When I entered the living room after a moment, Ishani was leaning forward with her hands on her knees. Mart had tilted his head back against the sofa cushion and his eyes were shut. He’d stretched his arms in either direction across the back of the sofa and was the picture of exhaustion — physical and emotional.
“I really appreciate your coming over tonight,” I told them both sincerely, handing the photos to Ishani. “You didn’t have to, any more than you had to include me at all.”
Mart opened one eye and regarded me warily. “When we talked on the phone, you didn’t give me any choice,” he said. “Made me feel like it was my moral duty to drag you in deeper.”
I plunked down beside him. “Well, now that you’re both here, let’s concentrate.” I changed the subject. “Ishani, what do the pictures tell you?”
She gave her head a shake, twisting in the chair to hold the pictures directly underneath the lamp. “This man has been definitely identified as Hector Juarez and he is definitely a dealer. But not in drugs. His line, as Mart told you, is animals. Or bits of them.”
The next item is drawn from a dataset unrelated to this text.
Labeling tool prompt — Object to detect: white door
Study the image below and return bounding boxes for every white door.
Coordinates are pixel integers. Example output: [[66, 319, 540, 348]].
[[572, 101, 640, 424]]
I shuddered. “You mean he probably sells living animals, as well?”
“Almost certainly. Some people will pay a lot of money to own an endangered species.” She flipped through the pictures as she spoke, holding them at an angle into the light. “Others have the animals illegally imported so they can be shot later at what is euphemistically called an exotic game ranch.”
“I saw that on television!” I exclaimed. “A man shot a panther as it stepped out of the shipping crate!”
Ishani laid one picture aside and turned her attention to the next. It was Elaine Underwood’s shot from the top of the temple. “Well,” she concluded after a moment’s silence, “it’s purely circumstantial evidence, this. But it is Hector and he is certainly capable of murder. I think you had a very close shave that day, Allison.” When she looked up, her eyes were deadly serious, as if she felt she needed to convince me of the danger involved.
“What’s your plan of attack, Ishani?” I asked. “How do you want to handle this?”
She tipped her head to one side and pondered.
Mart sat up abruptly, breaking the mood. “Are there more of those cookies?”
“Yep.” I pointed him in the direction of the kitchen.
He heaved himself off the couch and headed into the other room.
As soon as he’d gone, I turned to Ishani. An undercover agent. And anything else? Even though Mart had told me there was no blazing romance between them, I wouldn’t be normal if I didn’t wonder. About those voices I had heard in the room next to mine in Belize. About that goodbye kiss at the airport. I started feeling fidgety and insecure, unfamiliar territory for me.
“You know,” I began, unable to stop myself, “I’d never have guessed you were a government agent. You do your job well. No one would ever suspect you.”
“That’s good,” Ishani replied without looking up from the snapshots. “If the wrong people were suspicious, I’d end up dead.”
“True enough.” I paused, then pushed the tiniest bit. “I thought you were just a singer. Although I did wonder how come Mart seemed to know you.”
From the kitchen came the clatter of dishes and the sound of cabinet doors being opened and shut.
If she knew what I was getting at, she didn’t let on.
“Oh, we’d talked on the phone and corresponded prior to the zoo trek,” Ishani explained. “But we didn’t actually meet face to face until your group arrived at the hotel.”
I shifted on the sofa. This wasn’t getting me the information I wanted. Maybe I should abandon my probe. After all, Mart had said there was nothing. His word should be enough for me, right?
“You know what I thought when I saw you together?” I hurried on, turning to shoot a glance at the doorway. Mart was still nowhere in sight. “I thought you and he were, um, more than casual acquaintances. You know?”